NGS originally referred to novel sequencing technology concepts that provided an alternative, cost efficient platform to previous “gold-standard” Sanger sequencing (Sanger et al. 1977), which relies on fluorescent-di-desoxy-terminator chemistry in combination with capillary electrophoresis and laser-detection devices. The first commercial systems entered the market as “short read” sequencing technologies providing sequence read lengths of between 30 and 100 bp (Service 2006; Holt and Jones 2008). Keeping in mind that these sequencing technologies were especially designed for “re-sequencing” of high-quality reference genome sequences (i.e. the human genome), it was unclear how useful such technologies would proof to be for de novo sequencing of large crop genomes like barley which used to lack any kind of reference sequence. This concern was based on the difficulties of the barley genome carrying 80 % repetitive DNA (Flavell et al. 1974) with the main constituent repetitive elements expanding each over several kilobases (i.e. the BARE1 element, Manninen and Schulman 1993). De novo sequencing and assembly of such structures would instantly lead to false assemblies and gaps. It was therefore important to critically assess the true potential of short read technologies and revisit regularly if their use would impact the strategy of barley genome sequencing.
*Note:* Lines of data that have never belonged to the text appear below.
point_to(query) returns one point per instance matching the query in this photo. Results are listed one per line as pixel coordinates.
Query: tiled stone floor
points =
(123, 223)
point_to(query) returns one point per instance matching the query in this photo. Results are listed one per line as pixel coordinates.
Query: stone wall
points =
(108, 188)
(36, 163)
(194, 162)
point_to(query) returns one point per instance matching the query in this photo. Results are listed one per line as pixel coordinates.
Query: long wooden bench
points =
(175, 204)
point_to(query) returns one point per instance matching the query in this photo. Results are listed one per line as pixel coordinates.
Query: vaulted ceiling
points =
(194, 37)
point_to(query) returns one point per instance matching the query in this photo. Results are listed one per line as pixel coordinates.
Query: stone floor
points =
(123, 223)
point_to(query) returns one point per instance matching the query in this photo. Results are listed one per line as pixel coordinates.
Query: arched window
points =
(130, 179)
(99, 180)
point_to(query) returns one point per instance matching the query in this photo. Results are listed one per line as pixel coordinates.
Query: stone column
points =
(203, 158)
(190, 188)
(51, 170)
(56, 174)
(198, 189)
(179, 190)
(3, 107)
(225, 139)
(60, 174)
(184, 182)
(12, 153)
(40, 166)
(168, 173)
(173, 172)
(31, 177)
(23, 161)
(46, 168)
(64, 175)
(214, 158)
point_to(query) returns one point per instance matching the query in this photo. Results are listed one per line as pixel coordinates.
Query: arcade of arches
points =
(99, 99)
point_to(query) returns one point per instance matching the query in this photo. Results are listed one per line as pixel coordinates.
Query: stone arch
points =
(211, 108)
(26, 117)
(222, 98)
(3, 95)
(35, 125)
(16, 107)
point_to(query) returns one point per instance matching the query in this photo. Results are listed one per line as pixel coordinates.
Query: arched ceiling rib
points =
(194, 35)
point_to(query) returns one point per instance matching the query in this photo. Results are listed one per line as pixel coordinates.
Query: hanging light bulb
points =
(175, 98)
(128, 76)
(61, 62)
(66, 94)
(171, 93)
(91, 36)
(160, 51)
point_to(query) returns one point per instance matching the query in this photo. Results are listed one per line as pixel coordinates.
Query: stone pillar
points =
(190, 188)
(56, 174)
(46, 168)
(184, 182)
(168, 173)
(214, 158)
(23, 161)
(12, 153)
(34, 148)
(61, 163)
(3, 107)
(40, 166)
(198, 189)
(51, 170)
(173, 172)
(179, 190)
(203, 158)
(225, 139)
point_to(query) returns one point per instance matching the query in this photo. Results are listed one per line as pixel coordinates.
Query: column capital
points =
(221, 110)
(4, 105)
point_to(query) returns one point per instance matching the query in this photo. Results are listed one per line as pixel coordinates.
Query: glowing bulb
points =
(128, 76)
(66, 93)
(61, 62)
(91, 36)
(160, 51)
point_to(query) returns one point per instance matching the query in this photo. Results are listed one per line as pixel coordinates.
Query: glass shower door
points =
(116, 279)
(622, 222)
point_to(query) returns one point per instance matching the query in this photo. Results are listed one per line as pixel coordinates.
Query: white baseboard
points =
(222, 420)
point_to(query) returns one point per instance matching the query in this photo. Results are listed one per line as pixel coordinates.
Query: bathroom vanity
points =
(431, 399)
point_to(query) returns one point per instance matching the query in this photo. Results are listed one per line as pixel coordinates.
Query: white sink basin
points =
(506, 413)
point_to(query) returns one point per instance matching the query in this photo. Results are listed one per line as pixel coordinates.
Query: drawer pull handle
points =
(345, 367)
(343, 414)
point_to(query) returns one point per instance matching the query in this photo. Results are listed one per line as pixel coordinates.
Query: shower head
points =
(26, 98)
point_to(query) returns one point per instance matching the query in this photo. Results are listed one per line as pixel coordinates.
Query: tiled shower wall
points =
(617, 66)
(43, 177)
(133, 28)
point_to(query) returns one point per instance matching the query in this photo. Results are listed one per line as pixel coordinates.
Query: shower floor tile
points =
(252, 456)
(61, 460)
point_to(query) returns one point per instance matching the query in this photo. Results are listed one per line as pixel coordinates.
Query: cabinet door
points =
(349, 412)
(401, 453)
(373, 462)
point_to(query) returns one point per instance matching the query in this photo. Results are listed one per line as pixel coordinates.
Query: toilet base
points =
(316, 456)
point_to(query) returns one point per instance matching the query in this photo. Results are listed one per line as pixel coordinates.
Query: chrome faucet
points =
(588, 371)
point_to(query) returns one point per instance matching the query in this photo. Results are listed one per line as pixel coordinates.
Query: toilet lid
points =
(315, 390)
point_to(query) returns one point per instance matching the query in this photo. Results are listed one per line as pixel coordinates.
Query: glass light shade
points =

2.1 Genome Survey and Genome Composition

Two early studies were designed to test the usefulness of 30 bp (Illumina Solexa) or 100 bp (Roche/454 GS20) short read technology, respectively, for skim sequencing the barley genome (Wicker et al. 2008; Wicker et al. 2009). Sequence depth was shallow in both cases reaching to between 1 % (100 bp GS20) and 10 % (30 bp Solexa) haploid genome equivalents. At this coverage any attempt of genome sequence assembly was rather meaningless. But the statistical properties of the datasets revealed interesting characteristics of the barley genome.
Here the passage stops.